Und das ist in der Bar und der Disco genauso. Relativ schnell merkt mann aber, dass es immer so ist wie in einem Möbelhaus am Sonntag: geöffnet – aber kein Verkauf und keine Beratung!
 
„Show off“ und „Produktpräsentation im rechten Licht“ gehen zu Lasten von Flirten und "einfach Party machen".

Die Stadt scheint nicht „ethnisch gesäubert“ zu sein, sondern „geriatrisch“. Menschen über 35 kommen fast nicht vor. Zumindest im schwulen Kontext.

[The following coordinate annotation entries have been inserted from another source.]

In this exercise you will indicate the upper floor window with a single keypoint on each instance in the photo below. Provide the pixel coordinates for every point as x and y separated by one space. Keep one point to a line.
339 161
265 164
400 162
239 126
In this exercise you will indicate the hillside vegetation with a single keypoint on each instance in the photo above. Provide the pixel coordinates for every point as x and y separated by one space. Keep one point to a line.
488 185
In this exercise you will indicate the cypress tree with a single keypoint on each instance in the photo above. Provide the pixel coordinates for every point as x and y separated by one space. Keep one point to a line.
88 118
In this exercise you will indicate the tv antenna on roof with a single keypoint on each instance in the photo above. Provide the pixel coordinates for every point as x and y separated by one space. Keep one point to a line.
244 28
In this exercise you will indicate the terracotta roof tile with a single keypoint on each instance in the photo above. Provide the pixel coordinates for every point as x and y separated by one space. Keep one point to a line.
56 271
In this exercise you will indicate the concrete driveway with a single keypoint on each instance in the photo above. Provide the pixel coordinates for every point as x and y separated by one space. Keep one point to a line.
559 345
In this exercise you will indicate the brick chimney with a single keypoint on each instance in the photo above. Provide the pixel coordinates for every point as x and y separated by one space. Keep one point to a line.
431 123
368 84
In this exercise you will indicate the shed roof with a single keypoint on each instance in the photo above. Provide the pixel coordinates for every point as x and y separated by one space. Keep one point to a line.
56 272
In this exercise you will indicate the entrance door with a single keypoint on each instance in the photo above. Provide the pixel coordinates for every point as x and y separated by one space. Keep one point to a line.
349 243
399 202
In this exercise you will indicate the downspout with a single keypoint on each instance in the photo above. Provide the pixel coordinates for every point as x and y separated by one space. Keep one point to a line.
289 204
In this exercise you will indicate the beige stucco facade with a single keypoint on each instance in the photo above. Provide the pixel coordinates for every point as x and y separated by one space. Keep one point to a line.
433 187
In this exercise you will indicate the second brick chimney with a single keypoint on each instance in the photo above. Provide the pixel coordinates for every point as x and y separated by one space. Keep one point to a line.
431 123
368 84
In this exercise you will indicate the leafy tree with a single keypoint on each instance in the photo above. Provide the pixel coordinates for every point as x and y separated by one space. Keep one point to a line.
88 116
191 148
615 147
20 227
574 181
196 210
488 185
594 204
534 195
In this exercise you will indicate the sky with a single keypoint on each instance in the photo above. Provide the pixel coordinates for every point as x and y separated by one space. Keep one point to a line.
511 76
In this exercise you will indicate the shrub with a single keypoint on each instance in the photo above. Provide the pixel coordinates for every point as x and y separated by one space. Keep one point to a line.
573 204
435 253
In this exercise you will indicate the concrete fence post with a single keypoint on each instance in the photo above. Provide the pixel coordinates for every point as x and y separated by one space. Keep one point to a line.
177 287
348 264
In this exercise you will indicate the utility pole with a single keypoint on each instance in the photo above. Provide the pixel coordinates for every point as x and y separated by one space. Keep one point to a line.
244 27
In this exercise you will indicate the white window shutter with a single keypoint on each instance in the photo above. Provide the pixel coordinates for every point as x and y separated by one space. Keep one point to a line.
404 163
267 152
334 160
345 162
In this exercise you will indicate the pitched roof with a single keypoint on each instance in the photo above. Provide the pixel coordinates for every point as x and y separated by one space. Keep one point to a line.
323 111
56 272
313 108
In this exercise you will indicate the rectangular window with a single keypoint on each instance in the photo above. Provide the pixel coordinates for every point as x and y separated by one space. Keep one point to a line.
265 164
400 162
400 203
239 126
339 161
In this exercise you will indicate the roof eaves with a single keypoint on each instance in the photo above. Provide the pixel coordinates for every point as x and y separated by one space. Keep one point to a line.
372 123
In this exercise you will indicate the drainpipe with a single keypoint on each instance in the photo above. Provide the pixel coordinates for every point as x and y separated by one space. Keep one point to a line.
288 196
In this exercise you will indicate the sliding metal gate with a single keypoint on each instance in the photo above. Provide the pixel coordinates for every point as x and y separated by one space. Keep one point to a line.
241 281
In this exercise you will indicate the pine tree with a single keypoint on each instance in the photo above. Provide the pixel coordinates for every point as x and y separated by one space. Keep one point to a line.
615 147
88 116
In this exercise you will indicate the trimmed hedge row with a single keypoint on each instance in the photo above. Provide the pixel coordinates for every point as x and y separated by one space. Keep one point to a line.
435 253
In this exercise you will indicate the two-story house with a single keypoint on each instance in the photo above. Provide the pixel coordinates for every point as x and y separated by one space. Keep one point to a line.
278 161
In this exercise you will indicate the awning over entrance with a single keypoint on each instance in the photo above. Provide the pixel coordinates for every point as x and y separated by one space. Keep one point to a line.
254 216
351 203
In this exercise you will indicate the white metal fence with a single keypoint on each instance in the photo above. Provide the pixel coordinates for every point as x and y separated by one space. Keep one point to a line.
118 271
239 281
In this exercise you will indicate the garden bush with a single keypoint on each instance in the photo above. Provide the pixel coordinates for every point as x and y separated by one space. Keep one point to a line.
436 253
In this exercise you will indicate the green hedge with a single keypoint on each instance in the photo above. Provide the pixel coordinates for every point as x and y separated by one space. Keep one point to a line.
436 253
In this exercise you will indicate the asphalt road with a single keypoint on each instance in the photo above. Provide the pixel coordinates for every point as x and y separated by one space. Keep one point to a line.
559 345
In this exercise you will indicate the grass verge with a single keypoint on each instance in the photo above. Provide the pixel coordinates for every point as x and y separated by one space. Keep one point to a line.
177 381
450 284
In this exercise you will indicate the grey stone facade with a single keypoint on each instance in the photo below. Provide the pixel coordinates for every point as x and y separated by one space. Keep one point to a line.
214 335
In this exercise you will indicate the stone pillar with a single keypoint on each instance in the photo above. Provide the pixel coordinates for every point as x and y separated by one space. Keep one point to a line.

An jeder Ecke der Stadt gibt es das Angebot, zu konkurrieren, um das schönste Gesicht, den besten Bizeps, den schönsten Körper etc...

Online wird dann erst aus den „gesichteten Regalen“ das passende Produkt virtuell bestellt und konsumiert.

Das alles macht etwas mit einem. Macht etwas mit mir. Dort, wo ich früher die Konkurrenz angenommen habe, ziehe ich mich heute zurück. Dort, wo ich früher nicht genug Stimulus bekommen habe, suche ich heute das Einfache und das Wenige.

Als Schlossgespenst gehe ich durch diese Szenerie und habe weder rostige Rasseln, um mich bemerkbar zu machen, noch kann ich als Gespenst gesehen werden.


Langsam wird es mir hier am Bach ein wenig zu frisch. Es ist nicht mehr heiß, sondern nur noch warm. Die Hügel und Berge versprechen nichts Neues hinter ihren Gipfeln. Irgendwie passt der Kieselstein nicht mehr zu den andern im Bach. Es ist wohl der letzte seiner Art.